Planos são campeões de queixas
Em 2023, os planos de saúde ficaram, mais uma vez, no topo do ranking de reclamações dos atendimentos do Idec em 2022, revelou uma pesquisa divulgada pelo instituto em março. Desta vez, com a maior porcentagem de queixas desde 2018, alcançando 27,9% do total dos registros. Apenas em 2020, durante a pandemia, os planos perderam a liderança da área mais problemática para os serviços financeiros.
Entre as principais queixas estão dúvidas a respeito de contratos (27,4%), seguida por falta de informação (18,1%) e reajustes (13,7%). No tema de contratos, as principais reclamações na atualidade estão relacionadas a problemas com mudanças e descredenciamento de prestadores na rede de atendimento.
Marina Paullelli, advogada do programa de Saúde do Idec, lembra que a informação é um direito básico do consumidor, previsto em lei. “As operadoras são obrigadas a explicar como o reajuste é aplicado e tirar quaisquer dúvidas do consumidor. Além disso, o consumidor tem o direito de ter uma cópia do contrato de seu plano de saúde”, informa.

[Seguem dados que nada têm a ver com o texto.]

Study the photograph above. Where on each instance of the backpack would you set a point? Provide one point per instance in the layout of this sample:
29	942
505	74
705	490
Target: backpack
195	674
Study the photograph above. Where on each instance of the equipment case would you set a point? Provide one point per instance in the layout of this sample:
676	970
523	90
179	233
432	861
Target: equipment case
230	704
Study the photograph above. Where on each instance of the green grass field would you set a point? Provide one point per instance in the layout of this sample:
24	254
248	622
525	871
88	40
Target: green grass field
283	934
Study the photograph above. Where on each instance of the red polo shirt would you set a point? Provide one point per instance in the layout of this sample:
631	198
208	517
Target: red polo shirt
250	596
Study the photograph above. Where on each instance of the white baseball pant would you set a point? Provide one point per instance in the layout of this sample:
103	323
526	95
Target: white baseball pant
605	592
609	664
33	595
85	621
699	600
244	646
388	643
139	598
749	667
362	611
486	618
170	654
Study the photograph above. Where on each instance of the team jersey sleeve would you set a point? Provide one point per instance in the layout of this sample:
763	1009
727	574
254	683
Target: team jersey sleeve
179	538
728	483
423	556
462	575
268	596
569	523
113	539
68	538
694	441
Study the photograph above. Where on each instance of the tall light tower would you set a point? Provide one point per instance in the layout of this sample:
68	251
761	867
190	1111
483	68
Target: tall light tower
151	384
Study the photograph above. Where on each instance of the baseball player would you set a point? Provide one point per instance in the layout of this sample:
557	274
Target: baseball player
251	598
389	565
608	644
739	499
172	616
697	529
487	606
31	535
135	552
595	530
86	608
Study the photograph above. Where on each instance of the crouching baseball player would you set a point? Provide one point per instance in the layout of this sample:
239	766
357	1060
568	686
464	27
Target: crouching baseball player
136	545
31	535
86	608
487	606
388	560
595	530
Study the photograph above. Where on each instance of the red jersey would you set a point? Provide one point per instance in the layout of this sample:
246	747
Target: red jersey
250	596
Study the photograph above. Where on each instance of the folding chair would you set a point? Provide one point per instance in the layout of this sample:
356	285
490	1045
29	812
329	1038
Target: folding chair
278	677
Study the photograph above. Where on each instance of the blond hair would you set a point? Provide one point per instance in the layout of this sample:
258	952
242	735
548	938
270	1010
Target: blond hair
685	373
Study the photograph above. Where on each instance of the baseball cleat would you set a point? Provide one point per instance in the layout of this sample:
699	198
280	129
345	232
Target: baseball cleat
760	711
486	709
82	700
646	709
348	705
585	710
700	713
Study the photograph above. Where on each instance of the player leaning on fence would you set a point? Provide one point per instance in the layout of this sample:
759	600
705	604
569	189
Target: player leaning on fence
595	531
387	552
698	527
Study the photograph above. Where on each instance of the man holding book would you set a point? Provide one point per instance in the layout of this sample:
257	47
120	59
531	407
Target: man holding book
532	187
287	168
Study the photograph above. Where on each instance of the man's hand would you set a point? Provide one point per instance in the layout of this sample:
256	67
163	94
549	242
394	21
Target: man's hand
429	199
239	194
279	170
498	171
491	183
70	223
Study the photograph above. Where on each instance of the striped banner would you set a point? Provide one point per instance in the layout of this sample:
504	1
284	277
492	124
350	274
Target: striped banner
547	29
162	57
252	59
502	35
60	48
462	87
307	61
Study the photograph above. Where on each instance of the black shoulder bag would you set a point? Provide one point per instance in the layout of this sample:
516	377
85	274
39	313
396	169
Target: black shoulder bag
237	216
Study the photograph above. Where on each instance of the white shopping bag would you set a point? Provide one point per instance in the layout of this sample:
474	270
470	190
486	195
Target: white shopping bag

Ela explica que, no caso dos planos individuais, a fórmula elaborada pela própria ANS representou um enorme avanço em termos de transparência e possibilidade de reprodução. Já no caso dos planos coletivos, a dificuldade para acessar tais informações é maior, porque não há uma fórmula única para todos os contratos ou um teto anual.
“Os reajustes variam entre os contratos e, na prática, o acesso aos dados de reajuste não é facilitado, a ponto de as pessoas consumidoras iniciarem ações judiciais para questionar os altos percentuais aplicados em seus contratos e de ser um dos temas mais reclamados no Idec”, explica.